Nonlinear Optics for Remote Sensing and Atmospheric Lasing
Research Scholar, Dr.Arthur Dogariu
Mechanical and Aerospace Engineering Department
Princeton University, Princeton, NJ 08544
Remote detection and identificationis of great interest for many applications including environmental, medical, and national security. Optical techniques can achieve standoff trace detection by identifying the atomic or molecular spectroscopic fingerprints. While linear optical methods such as LIDAR, Raman spectroscopy, absorption spectroscopy are considered for such tasks, they are less suitable for single-sided standoff detection in real-time, with both high specificity and sensitivity. This talk will describe nonlinear atomic and molecular spectroscopy techniques which provide standoff trace detection and identification, as well as flow diagnostics. Firstly, a novel microwave scattering technique allows resonantly enhanced multi-photon ionization (REMPI) to be used for remote atomic spectroscopy and detection of gas traces.

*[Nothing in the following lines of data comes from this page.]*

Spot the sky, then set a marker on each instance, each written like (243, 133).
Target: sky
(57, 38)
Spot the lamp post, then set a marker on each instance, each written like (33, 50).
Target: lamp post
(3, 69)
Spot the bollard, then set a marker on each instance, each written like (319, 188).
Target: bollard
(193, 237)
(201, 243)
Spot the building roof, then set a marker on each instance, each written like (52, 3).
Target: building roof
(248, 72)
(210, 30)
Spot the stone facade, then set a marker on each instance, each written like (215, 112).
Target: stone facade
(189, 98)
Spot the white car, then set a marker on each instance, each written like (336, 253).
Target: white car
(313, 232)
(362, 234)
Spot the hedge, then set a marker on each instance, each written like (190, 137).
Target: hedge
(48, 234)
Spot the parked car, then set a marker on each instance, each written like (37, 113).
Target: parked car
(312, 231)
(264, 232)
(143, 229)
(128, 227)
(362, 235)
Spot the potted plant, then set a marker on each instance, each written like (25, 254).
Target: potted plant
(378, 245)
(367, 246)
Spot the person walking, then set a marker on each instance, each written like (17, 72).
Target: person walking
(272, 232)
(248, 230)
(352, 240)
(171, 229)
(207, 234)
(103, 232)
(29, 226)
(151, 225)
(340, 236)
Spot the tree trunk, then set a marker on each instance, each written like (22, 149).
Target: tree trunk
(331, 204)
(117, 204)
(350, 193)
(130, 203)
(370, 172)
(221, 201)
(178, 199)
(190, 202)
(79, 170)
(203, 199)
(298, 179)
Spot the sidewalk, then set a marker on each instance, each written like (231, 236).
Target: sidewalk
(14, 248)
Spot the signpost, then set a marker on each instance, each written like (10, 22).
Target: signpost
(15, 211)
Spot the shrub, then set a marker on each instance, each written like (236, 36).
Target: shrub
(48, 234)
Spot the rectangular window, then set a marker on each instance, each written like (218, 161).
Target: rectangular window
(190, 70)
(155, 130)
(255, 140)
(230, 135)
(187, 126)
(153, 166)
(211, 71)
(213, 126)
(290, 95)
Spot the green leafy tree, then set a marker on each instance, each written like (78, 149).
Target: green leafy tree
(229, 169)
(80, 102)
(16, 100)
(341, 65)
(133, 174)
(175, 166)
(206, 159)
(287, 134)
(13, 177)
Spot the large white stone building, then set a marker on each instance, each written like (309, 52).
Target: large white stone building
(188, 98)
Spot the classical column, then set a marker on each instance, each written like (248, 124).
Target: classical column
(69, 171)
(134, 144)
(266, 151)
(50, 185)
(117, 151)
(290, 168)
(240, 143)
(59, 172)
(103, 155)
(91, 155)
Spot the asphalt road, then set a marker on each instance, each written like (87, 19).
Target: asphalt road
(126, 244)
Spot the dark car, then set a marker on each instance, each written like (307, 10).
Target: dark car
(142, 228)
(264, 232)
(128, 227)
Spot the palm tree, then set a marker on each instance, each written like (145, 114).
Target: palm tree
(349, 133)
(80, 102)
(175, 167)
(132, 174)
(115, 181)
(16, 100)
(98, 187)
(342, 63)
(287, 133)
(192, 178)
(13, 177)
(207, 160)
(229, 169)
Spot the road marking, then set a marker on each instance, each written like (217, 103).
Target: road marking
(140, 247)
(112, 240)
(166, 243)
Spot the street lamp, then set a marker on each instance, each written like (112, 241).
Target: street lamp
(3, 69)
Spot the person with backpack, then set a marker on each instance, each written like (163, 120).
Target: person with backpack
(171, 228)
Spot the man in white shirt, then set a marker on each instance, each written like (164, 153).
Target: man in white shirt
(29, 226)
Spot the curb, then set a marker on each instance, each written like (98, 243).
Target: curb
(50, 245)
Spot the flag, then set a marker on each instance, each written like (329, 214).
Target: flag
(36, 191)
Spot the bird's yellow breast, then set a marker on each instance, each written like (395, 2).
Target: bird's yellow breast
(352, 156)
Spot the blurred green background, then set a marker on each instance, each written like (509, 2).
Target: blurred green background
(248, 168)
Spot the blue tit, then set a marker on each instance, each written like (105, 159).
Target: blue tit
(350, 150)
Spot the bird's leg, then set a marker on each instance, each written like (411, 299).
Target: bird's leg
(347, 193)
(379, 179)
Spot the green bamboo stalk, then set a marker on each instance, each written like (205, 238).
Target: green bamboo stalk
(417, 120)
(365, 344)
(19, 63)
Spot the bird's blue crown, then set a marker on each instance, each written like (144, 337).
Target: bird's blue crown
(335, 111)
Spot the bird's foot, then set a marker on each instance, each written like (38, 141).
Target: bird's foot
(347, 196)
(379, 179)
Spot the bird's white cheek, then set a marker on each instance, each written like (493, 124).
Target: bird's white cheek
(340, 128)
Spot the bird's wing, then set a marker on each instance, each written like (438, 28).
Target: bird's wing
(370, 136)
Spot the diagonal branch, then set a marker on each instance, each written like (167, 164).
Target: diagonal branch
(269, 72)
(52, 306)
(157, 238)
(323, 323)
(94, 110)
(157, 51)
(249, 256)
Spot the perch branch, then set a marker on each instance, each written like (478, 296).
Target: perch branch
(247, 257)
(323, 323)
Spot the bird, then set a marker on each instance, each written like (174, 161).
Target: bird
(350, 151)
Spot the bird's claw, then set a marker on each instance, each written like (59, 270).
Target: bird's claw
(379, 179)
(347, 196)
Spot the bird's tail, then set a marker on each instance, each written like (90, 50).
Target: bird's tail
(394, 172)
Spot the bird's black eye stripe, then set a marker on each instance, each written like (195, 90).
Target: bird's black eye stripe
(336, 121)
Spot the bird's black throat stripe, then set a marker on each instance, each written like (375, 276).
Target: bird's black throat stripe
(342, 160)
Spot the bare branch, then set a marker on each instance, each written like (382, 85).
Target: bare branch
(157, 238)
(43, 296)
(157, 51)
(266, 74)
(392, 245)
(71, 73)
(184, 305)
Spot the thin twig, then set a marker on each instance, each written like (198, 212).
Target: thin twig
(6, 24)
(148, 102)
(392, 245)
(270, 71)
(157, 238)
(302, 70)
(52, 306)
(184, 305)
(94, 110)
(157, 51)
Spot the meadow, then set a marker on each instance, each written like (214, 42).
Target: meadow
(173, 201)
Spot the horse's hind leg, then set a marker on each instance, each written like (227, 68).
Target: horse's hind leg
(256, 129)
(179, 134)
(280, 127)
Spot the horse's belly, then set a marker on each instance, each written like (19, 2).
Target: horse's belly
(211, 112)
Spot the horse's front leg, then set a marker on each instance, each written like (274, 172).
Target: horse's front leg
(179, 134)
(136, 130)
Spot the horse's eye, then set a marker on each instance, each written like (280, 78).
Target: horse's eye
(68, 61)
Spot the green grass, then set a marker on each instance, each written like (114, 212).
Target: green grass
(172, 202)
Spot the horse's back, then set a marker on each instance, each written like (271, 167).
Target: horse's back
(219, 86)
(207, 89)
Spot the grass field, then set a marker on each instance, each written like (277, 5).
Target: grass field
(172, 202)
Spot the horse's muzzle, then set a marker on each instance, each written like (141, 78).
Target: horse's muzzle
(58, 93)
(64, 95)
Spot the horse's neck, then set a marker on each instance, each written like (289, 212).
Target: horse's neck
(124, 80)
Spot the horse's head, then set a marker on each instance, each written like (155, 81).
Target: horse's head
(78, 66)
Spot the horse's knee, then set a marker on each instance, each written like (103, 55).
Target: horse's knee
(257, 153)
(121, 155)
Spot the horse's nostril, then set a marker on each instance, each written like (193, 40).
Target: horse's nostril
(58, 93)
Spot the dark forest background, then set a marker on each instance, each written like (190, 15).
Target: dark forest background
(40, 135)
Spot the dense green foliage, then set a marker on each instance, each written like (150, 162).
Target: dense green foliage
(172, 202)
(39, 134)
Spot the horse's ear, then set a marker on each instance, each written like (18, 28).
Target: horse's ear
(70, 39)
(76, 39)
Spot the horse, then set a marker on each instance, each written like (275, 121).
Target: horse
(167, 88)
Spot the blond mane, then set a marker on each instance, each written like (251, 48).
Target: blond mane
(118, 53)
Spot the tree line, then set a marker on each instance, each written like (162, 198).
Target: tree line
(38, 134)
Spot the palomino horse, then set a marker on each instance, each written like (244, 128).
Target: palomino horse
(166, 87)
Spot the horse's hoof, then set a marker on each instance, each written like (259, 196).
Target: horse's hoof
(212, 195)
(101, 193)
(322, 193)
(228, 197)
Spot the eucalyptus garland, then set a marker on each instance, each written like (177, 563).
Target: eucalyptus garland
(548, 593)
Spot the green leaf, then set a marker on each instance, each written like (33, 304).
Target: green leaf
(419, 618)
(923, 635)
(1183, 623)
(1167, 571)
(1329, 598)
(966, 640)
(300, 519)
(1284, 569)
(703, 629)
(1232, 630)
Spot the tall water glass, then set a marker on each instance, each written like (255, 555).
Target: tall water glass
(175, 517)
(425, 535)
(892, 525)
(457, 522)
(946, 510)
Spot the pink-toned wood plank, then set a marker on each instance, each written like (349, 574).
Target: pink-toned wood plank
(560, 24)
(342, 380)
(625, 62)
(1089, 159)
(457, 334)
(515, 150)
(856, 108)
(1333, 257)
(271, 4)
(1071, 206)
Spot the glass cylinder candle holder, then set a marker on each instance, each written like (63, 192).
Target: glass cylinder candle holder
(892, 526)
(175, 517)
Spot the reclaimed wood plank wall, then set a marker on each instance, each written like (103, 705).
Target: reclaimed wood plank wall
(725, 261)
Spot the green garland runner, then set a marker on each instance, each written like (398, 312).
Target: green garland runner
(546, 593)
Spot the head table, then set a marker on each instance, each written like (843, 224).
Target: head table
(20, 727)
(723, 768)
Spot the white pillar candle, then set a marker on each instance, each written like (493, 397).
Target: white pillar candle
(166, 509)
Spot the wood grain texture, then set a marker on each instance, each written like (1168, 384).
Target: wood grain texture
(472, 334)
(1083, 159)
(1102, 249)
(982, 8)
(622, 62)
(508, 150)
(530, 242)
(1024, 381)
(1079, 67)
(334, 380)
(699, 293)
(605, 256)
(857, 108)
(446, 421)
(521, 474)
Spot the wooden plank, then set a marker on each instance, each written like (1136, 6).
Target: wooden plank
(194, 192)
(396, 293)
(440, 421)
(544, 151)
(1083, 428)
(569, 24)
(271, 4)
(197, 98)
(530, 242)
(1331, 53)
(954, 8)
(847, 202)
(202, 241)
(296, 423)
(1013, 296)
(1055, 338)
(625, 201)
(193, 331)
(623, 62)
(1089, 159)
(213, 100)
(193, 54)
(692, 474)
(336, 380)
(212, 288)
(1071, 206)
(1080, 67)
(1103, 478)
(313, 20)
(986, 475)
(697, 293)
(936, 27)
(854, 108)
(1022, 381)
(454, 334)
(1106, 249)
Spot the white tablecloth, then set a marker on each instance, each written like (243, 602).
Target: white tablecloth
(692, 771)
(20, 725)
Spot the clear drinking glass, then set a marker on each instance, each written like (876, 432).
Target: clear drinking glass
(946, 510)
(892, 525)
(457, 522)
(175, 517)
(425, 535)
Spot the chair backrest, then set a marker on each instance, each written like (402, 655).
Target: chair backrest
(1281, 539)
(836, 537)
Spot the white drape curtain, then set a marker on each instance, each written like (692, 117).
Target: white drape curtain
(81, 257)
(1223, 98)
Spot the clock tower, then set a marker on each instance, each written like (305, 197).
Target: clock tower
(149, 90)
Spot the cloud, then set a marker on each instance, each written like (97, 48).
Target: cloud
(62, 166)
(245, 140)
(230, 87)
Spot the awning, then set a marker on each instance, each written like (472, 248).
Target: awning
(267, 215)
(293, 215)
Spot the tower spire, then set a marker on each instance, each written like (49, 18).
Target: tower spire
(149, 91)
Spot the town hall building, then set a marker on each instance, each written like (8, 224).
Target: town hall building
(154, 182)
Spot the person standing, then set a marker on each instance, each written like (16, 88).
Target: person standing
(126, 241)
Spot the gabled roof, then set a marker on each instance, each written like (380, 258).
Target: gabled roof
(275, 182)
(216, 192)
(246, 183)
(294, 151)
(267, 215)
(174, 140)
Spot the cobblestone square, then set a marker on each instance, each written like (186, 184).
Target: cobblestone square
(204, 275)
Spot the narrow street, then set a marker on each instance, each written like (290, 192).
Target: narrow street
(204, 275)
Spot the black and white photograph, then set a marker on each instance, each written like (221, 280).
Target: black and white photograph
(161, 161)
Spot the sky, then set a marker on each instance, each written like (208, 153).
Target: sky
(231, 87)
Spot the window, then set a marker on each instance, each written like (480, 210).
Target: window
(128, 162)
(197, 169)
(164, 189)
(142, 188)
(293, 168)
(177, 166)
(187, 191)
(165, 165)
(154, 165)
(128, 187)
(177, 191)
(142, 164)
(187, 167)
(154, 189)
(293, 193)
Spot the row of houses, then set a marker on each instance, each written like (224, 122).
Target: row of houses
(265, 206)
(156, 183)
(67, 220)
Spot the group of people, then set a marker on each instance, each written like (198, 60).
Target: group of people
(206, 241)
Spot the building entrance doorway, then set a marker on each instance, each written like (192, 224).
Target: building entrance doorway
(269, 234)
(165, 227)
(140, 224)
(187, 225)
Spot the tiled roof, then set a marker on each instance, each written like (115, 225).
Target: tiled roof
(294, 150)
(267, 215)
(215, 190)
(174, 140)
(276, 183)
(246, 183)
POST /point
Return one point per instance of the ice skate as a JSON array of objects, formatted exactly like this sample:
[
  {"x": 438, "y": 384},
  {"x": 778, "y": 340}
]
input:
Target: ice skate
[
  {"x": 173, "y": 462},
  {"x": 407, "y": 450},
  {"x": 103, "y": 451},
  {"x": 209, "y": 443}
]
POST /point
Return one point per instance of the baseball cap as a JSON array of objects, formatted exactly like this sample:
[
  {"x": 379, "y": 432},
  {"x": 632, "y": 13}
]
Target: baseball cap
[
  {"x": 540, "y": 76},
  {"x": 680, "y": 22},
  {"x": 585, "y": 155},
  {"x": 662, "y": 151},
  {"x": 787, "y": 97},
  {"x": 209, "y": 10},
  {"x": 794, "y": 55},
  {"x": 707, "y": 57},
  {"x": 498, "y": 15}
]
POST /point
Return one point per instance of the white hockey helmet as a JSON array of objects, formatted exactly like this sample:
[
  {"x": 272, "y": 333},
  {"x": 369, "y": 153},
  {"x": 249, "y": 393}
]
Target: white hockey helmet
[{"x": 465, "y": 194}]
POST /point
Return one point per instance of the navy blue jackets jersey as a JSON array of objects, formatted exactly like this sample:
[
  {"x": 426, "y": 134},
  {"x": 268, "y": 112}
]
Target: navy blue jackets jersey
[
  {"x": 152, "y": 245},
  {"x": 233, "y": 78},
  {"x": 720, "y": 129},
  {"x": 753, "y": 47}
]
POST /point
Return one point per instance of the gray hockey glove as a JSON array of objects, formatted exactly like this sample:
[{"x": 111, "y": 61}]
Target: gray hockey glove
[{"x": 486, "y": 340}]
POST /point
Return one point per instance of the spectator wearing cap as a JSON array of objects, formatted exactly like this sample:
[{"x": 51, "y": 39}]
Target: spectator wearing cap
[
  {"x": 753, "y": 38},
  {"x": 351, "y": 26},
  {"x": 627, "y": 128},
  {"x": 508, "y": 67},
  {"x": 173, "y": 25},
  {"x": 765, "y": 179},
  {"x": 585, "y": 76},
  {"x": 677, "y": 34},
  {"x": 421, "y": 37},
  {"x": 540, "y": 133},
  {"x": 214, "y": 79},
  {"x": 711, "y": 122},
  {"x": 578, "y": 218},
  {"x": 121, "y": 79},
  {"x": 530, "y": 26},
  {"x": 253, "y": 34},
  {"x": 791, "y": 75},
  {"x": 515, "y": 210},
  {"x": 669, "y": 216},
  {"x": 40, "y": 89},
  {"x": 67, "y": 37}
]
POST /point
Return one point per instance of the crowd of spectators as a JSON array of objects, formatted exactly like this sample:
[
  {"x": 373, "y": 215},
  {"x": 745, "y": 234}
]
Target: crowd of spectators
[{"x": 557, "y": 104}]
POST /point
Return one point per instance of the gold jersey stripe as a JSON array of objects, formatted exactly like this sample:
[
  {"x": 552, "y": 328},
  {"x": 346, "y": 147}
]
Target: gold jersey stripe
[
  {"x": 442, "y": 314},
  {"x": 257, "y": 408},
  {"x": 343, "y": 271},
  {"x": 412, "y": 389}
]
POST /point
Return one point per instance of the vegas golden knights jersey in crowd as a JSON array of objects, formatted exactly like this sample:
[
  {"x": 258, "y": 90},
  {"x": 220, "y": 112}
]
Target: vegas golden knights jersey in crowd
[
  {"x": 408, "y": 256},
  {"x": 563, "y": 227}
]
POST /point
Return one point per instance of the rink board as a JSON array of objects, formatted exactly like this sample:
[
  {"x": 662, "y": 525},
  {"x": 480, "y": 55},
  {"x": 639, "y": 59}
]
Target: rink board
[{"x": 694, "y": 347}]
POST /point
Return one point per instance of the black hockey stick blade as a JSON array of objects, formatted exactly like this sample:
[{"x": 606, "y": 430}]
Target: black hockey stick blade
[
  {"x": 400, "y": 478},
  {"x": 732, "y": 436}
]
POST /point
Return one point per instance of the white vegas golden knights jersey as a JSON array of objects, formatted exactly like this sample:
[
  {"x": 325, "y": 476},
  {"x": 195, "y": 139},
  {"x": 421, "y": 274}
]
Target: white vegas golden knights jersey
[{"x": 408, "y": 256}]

Secondly, I will present backwards lasing in atmospheric air. Multi-photon dissociation and excitation can lead to strong stimulated emission from the atomic components in air (O, N, and Ar). The strong coherent emission is an example of a mirror-less atomic laser which can aid remote atmospheric trace species detection. Finally, I will present a femtosecond laser molecular tagging diagnostic tool (FLEET), which can be used for remote non-invasive flow visualization and characterization.
Also, several aspects of current researchwill be presented.